In the six months to 30 June the group posted sales on continuing operations up 5% to £27.45m, while pre-tax profits jumped from £780,000 to £6.22m.
Writtle made a profit of £5.13m when it sold Creo to DS Smith in June.
Chairman Robert Essex described the period as “an eventful six months”. The group’s unsuccessful bid for Tangent Communications involved £120,000 of expenses, but Essex said there had been a benefit because Writtle’s profile had been raised as a result. The company remains on the lookout for suitable acquisitions and is targeting firms with suitable synergies and sales of more than £10m.
“There are any number of small businesses on the market at the moment, but we are still looking for the larger transformational deal which might facilitate an IPO,” he explained.

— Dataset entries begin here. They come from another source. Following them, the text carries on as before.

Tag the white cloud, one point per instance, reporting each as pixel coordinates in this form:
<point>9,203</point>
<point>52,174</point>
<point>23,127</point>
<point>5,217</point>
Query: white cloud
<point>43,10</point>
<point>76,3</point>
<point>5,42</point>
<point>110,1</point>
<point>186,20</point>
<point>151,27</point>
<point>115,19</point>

He said Writtle did not yet have the necessary scale to benefit from a flotation.
There was a mixed picture within the results. Its agency businesses were adversely impacted by a “sharp slowdown” around the time of the EU referendum, but pre-media specialist Magnet Harlequin grew market share and point-of-purchase operation Arken expanded into a new factory in Sandy.
“A number of our design and innovation agencies, like Seymour Powell, were hit by corporate indecision in the run up to and post-Brexit. A number of big decisions were put on hold. There are signs that things are thawing but it is early days,” Essex said.
“The Magnet Harlequin Group, which includes Technik and our Far East operations are benefiting from an investment in technology over the past few years. They offer clients a faster and more cost effective ‘design to shelf’ full service, and they have increased market share.”
Writtle had £6.53m in cash at the half-year, and Essex said the group’s strong balance sheet provided “the potential for further start-ups or acquisitions” as well as growing dividend returns for shareholders.
The group’s private equity shareholders, ABRY Partners and Veronis Suhler Stevenson, each have a 14% stake in the business and will sell a third of their shares every year for the next three years, as part of an arrangement agreed when Writtle acquired Loewy Group five years ago.